11. Managing upwards – Proactively managing your relationship with your boss, his expectations of your work, and his perception of your performance. Whether you are challenged, given opportunities, or recognized at work heavily depends on your ability to communicate, manage expectations, and build a good relationship with your boss.
12. Self-promotion skills – Proactively and subtly promoting your skills and work results to people of power or influence in your organization and network. It is not enough that your boss knows you do great work. You need to subtly build your reputation with all key people that can influence your performance review. This is because hard work alone does not guarantee success.
13. Skills in dealing with difficult personalities – Being able to still achieve the work result needed while working with someone whom you find difficult.

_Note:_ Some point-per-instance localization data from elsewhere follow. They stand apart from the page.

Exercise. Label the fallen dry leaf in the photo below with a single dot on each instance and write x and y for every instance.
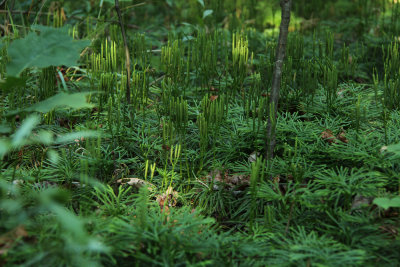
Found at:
(167, 199)
(8, 239)
(136, 182)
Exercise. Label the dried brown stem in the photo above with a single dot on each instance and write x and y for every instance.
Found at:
(127, 55)
(276, 78)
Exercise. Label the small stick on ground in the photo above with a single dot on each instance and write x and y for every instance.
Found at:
(276, 79)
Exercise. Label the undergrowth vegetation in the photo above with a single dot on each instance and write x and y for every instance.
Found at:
(165, 166)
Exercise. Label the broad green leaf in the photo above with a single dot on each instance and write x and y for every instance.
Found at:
(207, 13)
(62, 100)
(52, 47)
(11, 82)
(4, 147)
(386, 203)
(24, 130)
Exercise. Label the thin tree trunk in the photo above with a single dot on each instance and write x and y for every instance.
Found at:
(276, 78)
(128, 58)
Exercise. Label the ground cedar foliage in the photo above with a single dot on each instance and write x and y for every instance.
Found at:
(164, 165)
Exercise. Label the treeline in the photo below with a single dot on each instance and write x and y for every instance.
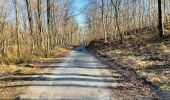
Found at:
(36, 27)
(115, 19)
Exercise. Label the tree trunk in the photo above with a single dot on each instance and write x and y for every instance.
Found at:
(160, 27)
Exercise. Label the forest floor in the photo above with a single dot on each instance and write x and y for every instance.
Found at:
(142, 58)
(12, 71)
(79, 75)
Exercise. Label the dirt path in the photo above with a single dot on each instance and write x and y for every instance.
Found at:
(80, 76)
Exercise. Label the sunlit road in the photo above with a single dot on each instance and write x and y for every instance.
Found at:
(81, 76)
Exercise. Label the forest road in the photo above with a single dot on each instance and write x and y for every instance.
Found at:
(79, 77)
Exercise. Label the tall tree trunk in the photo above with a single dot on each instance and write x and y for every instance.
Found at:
(17, 26)
(160, 27)
(49, 25)
(30, 19)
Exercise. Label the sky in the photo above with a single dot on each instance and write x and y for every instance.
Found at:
(79, 6)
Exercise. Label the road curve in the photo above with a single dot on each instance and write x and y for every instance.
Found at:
(79, 77)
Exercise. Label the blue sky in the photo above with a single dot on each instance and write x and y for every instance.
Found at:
(79, 6)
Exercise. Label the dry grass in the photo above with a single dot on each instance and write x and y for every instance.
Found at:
(11, 89)
(146, 53)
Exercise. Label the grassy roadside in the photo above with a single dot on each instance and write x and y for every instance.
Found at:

14. Skills in dealing with difficult/unexpected situations – Being able to stay calm and still are effective when faced with an unexpected or difficult situation. This includes being able to think on your feet and articulate thoughts in an organized manner even when you are not prepared for the discussion or situation you are in.
15. Savvy in handling office politics – Being able to understand and proactively deal with the unspoken nuances of office and people dynamics so you can protect yourself from unfairness as well as further your career. Office politics is a fact of life. If you don’t choose to play, it can play you.

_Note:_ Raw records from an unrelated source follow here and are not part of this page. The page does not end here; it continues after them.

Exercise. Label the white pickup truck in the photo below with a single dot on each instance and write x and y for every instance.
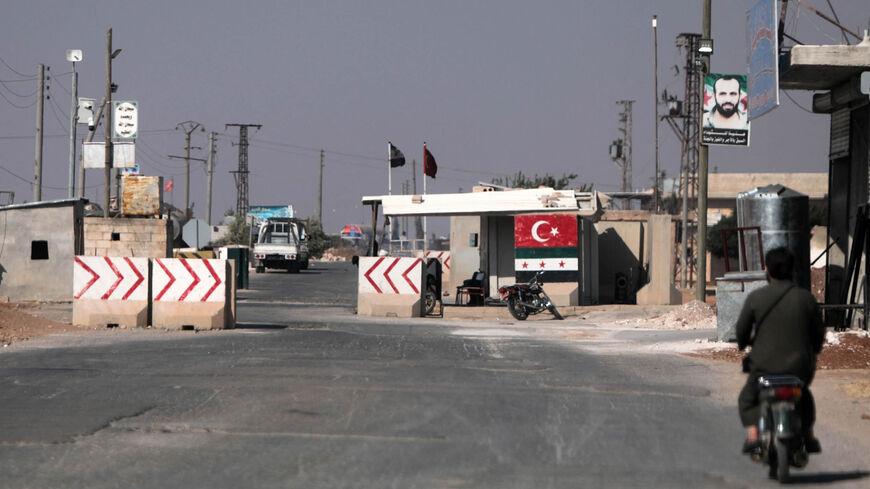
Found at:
(281, 243)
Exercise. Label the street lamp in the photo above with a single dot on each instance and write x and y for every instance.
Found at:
(110, 88)
(73, 55)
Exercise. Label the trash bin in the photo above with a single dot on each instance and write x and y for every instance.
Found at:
(242, 256)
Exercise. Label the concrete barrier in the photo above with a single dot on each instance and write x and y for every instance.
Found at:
(110, 291)
(192, 294)
(390, 286)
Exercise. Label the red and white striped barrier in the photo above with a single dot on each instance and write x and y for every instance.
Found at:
(390, 285)
(188, 280)
(110, 291)
(192, 293)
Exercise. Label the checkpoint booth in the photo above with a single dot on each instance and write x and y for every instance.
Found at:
(497, 237)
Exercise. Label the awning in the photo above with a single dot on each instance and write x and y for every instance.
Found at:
(508, 202)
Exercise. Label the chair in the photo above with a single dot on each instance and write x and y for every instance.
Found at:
(471, 292)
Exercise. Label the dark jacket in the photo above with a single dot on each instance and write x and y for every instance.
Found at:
(791, 335)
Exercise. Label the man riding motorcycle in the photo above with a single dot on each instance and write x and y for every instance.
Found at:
(781, 322)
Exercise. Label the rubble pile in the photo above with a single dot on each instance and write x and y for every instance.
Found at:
(692, 315)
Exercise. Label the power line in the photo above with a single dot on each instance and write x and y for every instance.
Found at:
(13, 92)
(16, 71)
(16, 105)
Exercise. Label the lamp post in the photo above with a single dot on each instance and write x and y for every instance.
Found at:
(110, 160)
(73, 55)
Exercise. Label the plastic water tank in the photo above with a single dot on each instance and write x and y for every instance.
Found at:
(783, 216)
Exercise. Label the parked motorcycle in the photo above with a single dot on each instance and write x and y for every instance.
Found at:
(528, 299)
(779, 429)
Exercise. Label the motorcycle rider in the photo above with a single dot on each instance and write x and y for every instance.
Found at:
(781, 322)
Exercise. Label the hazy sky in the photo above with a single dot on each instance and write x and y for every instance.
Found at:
(493, 87)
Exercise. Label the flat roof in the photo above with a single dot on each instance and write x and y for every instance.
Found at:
(42, 203)
(508, 202)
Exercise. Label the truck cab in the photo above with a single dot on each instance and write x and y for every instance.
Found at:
(279, 245)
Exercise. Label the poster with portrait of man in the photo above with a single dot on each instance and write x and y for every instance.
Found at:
(725, 120)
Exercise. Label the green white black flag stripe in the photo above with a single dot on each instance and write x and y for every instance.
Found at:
(546, 264)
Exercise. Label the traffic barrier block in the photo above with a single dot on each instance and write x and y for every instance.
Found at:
(390, 286)
(193, 294)
(110, 291)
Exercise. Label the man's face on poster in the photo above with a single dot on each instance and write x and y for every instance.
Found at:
(727, 96)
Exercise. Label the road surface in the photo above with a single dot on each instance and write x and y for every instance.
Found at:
(305, 394)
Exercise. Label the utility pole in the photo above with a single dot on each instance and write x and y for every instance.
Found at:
(37, 177)
(320, 193)
(691, 142)
(701, 284)
(73, 120)
(188, 127)
(242, 204)
(620, 150)
(656, 109)
(92, 129)
(110, 156)
(211, 151)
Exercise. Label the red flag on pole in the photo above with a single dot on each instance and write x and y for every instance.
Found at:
(429, 166)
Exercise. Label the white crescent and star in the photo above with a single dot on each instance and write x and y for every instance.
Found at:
(553, 232)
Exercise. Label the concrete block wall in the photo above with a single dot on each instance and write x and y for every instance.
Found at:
(127, 237)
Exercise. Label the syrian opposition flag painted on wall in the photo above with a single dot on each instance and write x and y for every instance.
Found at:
(547, 243)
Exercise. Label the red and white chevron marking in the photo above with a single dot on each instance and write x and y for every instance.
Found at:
(390, 275)
(110, 278)
(444, 256)
(188, 280)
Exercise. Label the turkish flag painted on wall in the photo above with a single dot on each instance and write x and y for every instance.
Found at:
(558, 230)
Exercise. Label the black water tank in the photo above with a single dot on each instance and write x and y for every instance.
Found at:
(783, 216)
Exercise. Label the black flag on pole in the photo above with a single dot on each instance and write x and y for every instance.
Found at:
(397, 159)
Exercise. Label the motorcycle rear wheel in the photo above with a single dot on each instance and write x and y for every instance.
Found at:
(517, 310)
(782, 462)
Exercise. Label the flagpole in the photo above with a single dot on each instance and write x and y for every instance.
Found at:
(425, 231)
(389, 169)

16. Influence / persuasion skills - Being able to influence perspectives or decision making but still have the people you influence think they made up their own minds.
17. Negotiation skills - Being able to understand the other side’s motivations and leverage and reach a win-win resolution that you find favorably, satisfies both sides, and maintains relationships for future interactions.
18. Networking skills - Being able to be interesting and interested in business conversations that motivates people to want to be in your network. The bigger and stronger the network you have, the more easily you can get things done (e.g., find a job, get advice, find business partners, find customers, etc…)
How many soft skills do you possess?
I know this is a daunting list. Don’t worry if you don’t have all of them. Most of us don’t. The important thing is to understand why these soft skills are important to your career success and then ask yourself – what soft skills do you already possess and which ones do you want to develop next?